Wenn Sie sagen, das Gesetz sei noch gar nicht in Kraft. Wie kann der Datenschützer es dann schon anwenden?
Es tritt erst am 1. September, also diesen Herbst, in Kraft. Es scheint mir schon so, dass dem Datenschützer schwant, dass die SBB-Pläne heikel sein dürften. Und – lassen Sie mich das so sagen – der oberste Datenschützer Adrian Lobsiger hat offenbar versucht, den SBB eine Lösung aufzuzeigen. Die Folgenabschätzung dürfte der Umsetzung kaum im Weg stehen. Denn ich sehe nicht, dass die Bundesbahnen bei dieser Bearbeitung ein hohes Risiko einer Persönlichkeits- oder einer Grundrechte-Verletzung finden werden.
Warum nicht?
Sehen die SBB, dass ich jeden Morgen beim selben Geschäft ein Gipfeli hole, habe ich deswegen kein hohes Risiko einer Rechtsverletzung.
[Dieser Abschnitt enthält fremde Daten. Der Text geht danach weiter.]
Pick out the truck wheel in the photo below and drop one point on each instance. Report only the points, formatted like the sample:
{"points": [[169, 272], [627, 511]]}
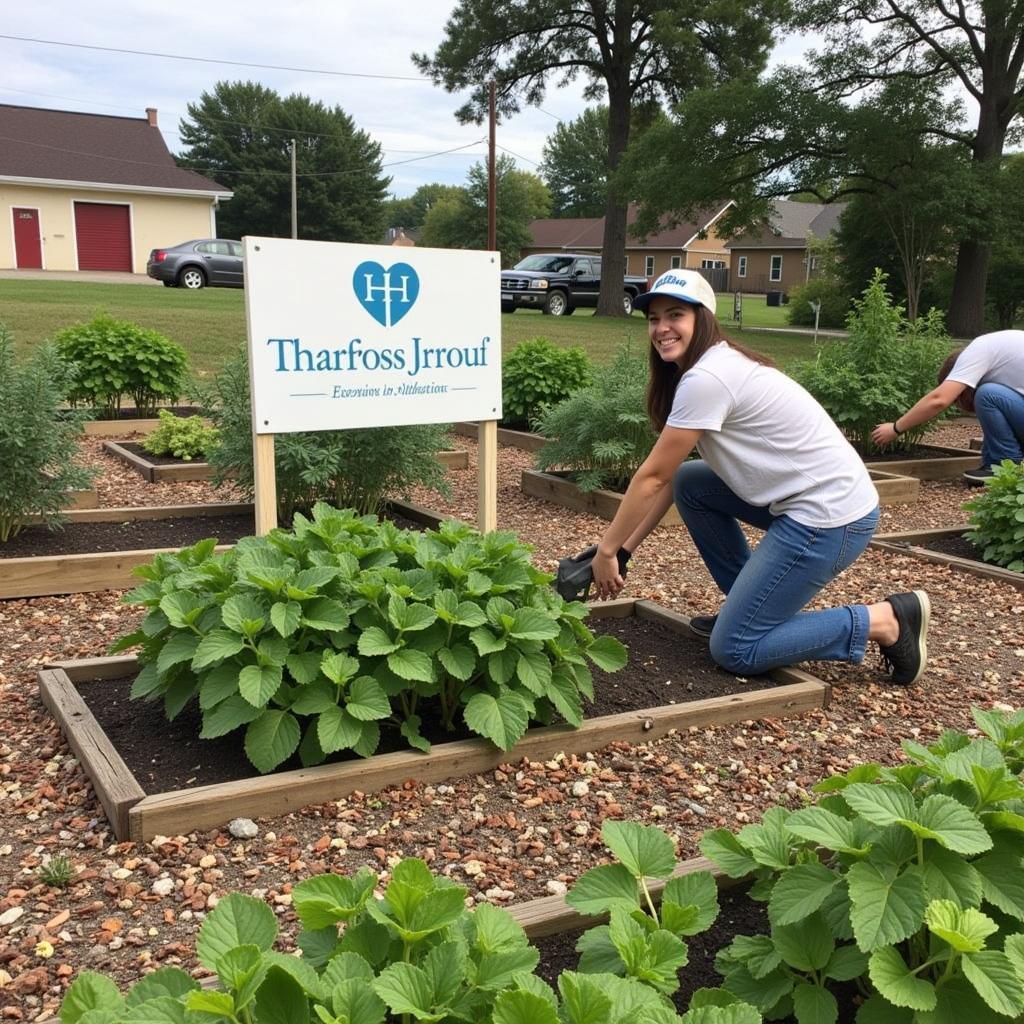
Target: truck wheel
{"points": [[556, 304]]}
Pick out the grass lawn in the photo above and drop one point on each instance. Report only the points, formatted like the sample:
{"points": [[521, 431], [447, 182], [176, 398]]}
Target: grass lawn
{"points": [[210, 324]]}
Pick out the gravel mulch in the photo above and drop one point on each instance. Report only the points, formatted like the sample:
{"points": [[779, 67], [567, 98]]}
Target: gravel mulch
{"points": [[525, 829]]}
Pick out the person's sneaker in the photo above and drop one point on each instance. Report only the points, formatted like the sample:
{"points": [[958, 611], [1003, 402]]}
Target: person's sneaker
{"points": [[980, 476], [905, 659], [702, 625]]}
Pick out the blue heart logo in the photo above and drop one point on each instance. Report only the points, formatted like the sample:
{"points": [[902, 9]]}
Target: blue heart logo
{"points": [[386, 295]]}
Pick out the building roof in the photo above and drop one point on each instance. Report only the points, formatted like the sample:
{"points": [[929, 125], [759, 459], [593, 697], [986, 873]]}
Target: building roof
{"points": [[792, 223], [561, 233], [92, 148]]}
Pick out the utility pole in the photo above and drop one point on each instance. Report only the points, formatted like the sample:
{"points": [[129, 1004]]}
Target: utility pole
{"points": [[295, 201]]}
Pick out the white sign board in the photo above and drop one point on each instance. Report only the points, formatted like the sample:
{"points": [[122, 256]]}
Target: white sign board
{"points": [[344, 336]]}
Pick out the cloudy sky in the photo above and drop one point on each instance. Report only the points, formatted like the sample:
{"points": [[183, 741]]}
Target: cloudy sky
{"points": [[411, 118]]}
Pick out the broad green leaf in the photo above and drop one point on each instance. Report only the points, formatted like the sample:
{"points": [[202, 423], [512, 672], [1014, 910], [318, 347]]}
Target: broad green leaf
{"points": [[886, 907], [602, 888], [897, 982], [271, 738], [645, 851], [502, 720], [237, 921], [800, 892]]}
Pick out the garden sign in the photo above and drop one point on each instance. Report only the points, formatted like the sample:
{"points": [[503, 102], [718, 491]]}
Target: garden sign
{"points": [[344, 336]]}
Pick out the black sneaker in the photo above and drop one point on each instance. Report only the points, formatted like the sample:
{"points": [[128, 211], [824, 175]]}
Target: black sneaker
{"points": [[905, 659], [978, 477], [702, 625]]}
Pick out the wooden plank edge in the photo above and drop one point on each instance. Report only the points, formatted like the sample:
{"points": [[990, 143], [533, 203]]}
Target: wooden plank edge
{"points": [[116, 787]]}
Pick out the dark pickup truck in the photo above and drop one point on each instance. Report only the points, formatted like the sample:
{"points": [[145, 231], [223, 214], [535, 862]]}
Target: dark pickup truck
{"points": [[560, 283]]}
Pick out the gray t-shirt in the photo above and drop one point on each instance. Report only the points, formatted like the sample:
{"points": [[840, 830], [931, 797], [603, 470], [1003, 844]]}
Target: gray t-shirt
{"points": [[992, 358], [770, 441]]}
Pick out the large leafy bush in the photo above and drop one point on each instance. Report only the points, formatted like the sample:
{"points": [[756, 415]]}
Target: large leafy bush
{"points": [[880, 371], [38, 439], [908, 880], [414, 953], [347, 468], [601, 433], [538, 374], [116, 358], [313, 637], [997, 517]]}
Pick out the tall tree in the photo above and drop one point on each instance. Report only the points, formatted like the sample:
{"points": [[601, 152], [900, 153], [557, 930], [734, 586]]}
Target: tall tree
{"points": [[241, 134], [629, 51]]}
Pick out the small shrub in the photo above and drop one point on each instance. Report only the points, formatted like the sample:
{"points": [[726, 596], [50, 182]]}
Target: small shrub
{"points": [[601, 433], [116, 358], [326, 633], [997, 517], [357, 469], [182, 436], [880, 371], [38, 439], [538, 374]]}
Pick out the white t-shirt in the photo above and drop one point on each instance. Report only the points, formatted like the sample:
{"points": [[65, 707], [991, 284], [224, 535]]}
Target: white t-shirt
{"points": [[770, 441], [992, 358]]}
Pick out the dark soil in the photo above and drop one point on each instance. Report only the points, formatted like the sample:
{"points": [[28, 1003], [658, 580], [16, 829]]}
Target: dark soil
{"points": [[664, 668], [738, 915], [137, 535]]}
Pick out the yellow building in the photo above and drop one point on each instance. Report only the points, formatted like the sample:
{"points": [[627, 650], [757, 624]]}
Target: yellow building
{"points": [[89, 192]]}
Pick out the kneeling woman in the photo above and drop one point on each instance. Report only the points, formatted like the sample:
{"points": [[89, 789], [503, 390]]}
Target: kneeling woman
{"points": [[773, 459]]}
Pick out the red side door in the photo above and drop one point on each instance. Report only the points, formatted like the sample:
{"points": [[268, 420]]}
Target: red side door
{"points": [[28, 248]]}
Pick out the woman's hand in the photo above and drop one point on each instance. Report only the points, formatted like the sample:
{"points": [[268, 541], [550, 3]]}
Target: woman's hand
{"points": [[607, 580]]}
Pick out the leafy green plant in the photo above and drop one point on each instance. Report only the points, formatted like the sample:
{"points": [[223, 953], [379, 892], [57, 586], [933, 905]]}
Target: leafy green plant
{"points": [[601, 433], [906, 880], [38, 439], [416, 953], [116, 358], [538, 374], [182, 436], [327, 631], [997, 517], [880, 371], [347, 468]]}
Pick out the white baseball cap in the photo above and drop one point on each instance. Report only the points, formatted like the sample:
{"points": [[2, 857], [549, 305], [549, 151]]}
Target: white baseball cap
{"points": [[688, 286]]}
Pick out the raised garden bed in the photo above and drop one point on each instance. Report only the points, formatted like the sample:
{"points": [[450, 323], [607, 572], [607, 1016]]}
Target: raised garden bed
{"points": [[41, 563], [927, 462], [556, 487], [158, 469], [137, 810], [946, 547]]}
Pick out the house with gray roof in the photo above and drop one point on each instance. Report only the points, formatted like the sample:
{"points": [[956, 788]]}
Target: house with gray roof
{"points": [[91, 192]]}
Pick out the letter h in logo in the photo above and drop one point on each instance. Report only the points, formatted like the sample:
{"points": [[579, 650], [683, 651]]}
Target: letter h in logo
{"points": [[386, 294]]}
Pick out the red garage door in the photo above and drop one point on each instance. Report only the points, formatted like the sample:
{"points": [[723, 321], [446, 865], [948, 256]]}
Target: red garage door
{"points": [[103, 233]]}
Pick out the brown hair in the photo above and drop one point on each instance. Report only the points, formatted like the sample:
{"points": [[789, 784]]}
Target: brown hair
{"points": [[965, 400], [664, 377]]}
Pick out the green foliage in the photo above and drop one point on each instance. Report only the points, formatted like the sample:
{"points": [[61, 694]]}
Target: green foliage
{"points": [[880, 371], [416, 953], [38, 438], [116, 358], [907, 880], [997, 517], [346, 468], [311, 639], [538, 374], [182, 436], [601, 433]]}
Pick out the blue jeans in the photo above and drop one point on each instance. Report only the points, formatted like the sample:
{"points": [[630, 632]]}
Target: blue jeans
{"points": [[1000, 413], [761, 626]]}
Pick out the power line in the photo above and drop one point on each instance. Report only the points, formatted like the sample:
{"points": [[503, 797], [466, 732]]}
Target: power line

Das könnte hypothetisch – aber das sind wir schon bei Science Fiction – dann der Fall sein, wenn diese Informationen mit jenen meiner Krankenkasse verbunden würden und diese mir dann gewisse Zusatzversicherungen verweigerte. Das ist ja aber nicht der Fall.
Und weshalb braucht es denn Gesichtserkennungskameras? Und was heisst denn anonymisiert? Gibt es diese Anonymität bei Daten heute überhaupt noch? Angenommen, jemand macht etwas, was aussergewöhnlich ist. Er kauft beispielsweise jeden Morgen eine Wodkaflasche – und arbeitet womöglich noch bei den SBB als Lokführer. Ist es wirklich garantiert, dass dieser Person keine Nachteile aus der Überwachung erwachsen? Oder nehmen Sie den umgekehrten Fall …
Ja?
Es geschieht ein Zugunfall und die SBB haben die Überwachungsdaten nicht mit den Personaldaten verknüpft. Sie haben also deswegen nicht gemerkt, dass der Lokführer angetrunken fährt. Dann kommt doch sofort die Forderung, diese Daten künftig zu nutzen, um Unfälle zu vermeiden.
Also sollte man diese Möglichkeiten gar nicht schaffen?
Genau! Nochmals: Weshalb brauchen die SBB plötzlich Gesichtserkennungskameras? Wenn es tatsächlich nur darum ginge, Kundenfrequenzen zu messen, würden die heutigen Kamerasysteme doch wohl ausreichen.
Was erwarten Sie von den SBB?
Ich erwarte von diesem Bundesbetrieb, der ja uns allen gehört und von uns subventioniert wird, dass er zum Voraus und von sich aus transparent über seine Pläne informiert. Die Öffentlichkeit hat ein Recht zu wissen, was an den Bahnhöfen geplant ist. Und ich erwarte zweitens, dass die SBB ihre Datenschutz-Folgenabschätzung öffentlich machen. So könnte man sehen, wie die SBB mögliche Risiken einschätzen. Und drittens: Die Bundesbahnen sollten sich hinterfragen, ob sie diese Datenauswertung überhaupt brauchen oder nicht besser lassen sollten.